Wiggins looked both ways to make sure the press and anyone else he didn’t want to hear was out of range, “we ran out of money.”
“You ran out of money? How could that happen? I went over those budget numbers again and again.”
“Look, Nicholas. We really appreciate your help on this, but you’re a volunteer. You don’t understand the workings of city government. There are overruns and unforeseen circumstances and requisitions and whatnot.”
“Mayor, I know how to read a budget. I’m an attorney…”
“Not yet, you still haven’t finished school and passed the bar.”
“I’m almost an attorney. I’m not stupid. What happened to the ring money.”
Teddy looked around again. “We had to use it on another roundabout.”
“I can’t say.”
Nicholas studied him for a moment and then his eyes got wide. “Last month when someone drove through the roundabout on mainstream and didn’t stop, someone claimed the car had a municipal license plate.” His voice got louder. “Is that where the money went?”
“Keep it down!” The Mayor looked around to make sure no one heard. “Things happen Nicholas.
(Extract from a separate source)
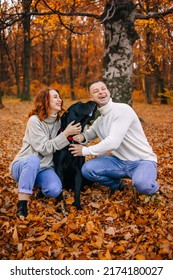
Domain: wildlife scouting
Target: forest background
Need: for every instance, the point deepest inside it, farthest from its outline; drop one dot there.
(66, 44)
Good things and bad things.” He paused and gestured towards the sculptures all around them. “And if you want good things to keep happening to you, let this go. We’ll find some money next year to build the ring.”
“Let’s hope no city vehicles find their way into this roundabout in the meantime,” he answered.
That pissed Teddy off, but he knew the young man was right. And he knew he needed his silence for the time being. And since Cecilia Kennedy was a major campaign donor, so he would indulge Nicholas for now.